The third argument specifies the treatment of non-continuous non-binary values (binary values are always translated to 0.0 or 1.0). The argument’s value can be Orange.data.Table.Multinomial_Ignore (such features are omitted), Orange.data.Table.Multinomial_AsOrdinal (the values’ indices are treated as continuous numbers) or Orange.data.Table.Multinomial_Error (an exception is raised if such features are encountered). Default treatment is Orange.data.Table.ExampleTable.Multinomial_AsOrdinal.

When the class attribute is discrete and has more than two values, an exception is raised unless multinomial attributes are treated as ordinal. More options for treating multinominal values are available in Orange.data.continuization.

to_numpyMA(content, weightID, multinominal)

Similar to to_numpy except that it returns a masked array with mask representing the (un)defined values.

checksum()

Return a CRC32 computed over all discrete and continuous features and class attributes of all data instances.

Return type:int
has_missing_values()

Return True if any of data instances has any missing values. Meta attributes are not checked.

has_missing_classes()

Return True if any instance miss the class value.

random_instance()

Return a random instance from the table. Data table’s random_generator is used, which is initially seeded to 0, so results are deterministic.

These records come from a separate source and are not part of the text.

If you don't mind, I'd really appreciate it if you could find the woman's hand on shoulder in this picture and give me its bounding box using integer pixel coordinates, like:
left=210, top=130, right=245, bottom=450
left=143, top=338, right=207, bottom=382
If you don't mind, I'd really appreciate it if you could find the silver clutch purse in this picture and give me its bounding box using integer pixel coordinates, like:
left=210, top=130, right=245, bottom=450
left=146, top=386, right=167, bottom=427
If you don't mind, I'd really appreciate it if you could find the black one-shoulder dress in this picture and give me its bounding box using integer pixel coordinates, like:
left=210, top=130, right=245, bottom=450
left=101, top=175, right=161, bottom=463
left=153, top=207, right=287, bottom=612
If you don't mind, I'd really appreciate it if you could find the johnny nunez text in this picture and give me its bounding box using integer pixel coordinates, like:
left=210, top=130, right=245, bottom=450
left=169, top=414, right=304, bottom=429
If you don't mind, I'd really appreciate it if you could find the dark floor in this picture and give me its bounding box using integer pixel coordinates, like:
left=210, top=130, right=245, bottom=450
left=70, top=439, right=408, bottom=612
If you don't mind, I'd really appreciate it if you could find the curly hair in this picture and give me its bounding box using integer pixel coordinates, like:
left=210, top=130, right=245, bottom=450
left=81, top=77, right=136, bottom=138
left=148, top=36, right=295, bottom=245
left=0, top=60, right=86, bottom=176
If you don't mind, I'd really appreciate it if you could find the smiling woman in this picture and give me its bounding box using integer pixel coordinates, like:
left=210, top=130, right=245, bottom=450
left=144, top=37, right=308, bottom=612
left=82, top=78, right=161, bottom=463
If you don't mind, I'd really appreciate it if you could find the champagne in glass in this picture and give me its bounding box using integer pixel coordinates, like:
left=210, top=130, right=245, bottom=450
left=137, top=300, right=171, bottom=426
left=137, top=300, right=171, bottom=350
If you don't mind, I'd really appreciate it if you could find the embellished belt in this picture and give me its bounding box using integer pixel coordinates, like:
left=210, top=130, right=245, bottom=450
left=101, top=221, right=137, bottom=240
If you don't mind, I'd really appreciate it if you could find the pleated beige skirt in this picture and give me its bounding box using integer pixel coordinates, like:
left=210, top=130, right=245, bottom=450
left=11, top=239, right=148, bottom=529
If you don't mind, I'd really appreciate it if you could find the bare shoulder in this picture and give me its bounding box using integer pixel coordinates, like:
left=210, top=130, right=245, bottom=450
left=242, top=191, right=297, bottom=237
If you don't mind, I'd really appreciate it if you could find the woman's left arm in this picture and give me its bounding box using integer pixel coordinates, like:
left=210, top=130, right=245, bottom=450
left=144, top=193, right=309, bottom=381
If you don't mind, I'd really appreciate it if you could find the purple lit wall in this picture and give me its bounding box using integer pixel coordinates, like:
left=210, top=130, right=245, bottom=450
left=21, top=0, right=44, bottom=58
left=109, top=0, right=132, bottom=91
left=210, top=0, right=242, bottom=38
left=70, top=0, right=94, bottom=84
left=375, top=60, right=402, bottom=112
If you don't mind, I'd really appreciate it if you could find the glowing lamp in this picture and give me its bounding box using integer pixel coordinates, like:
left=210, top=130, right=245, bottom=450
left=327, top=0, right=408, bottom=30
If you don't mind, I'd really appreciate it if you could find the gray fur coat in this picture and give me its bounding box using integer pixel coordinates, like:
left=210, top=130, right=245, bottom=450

remove_duplicates([weightID])

Remove duplicates of data instances. If weightID is given, a meta attribute is added which contains the number of instances merged into each new instance.

Parameters:weightID (int) – id for meta attribute with weight
Return type:None
sort([variables])

Sort the data table. The argument gives the values ordered by importance. If omitted, the order from the domain is used. Values of discrete features are not ordered alphabetically but according to the Orange.feature.Discrete.values.

This sorts the data from the bridges data set by the lengths and years of their construction:

data.sort(["LENGTH", "ERECTED"])
shuffle()

Randomly shuffle the data instances.

add_meta_attribute(attr[, value=1])

Add a meta value to all data instances. The first argument can be an integer id, or a string or a variable descriptor of a meta attribute registered in the domain.

remove_meta_attribute(attr)

Remove a meta attribute from all data instances.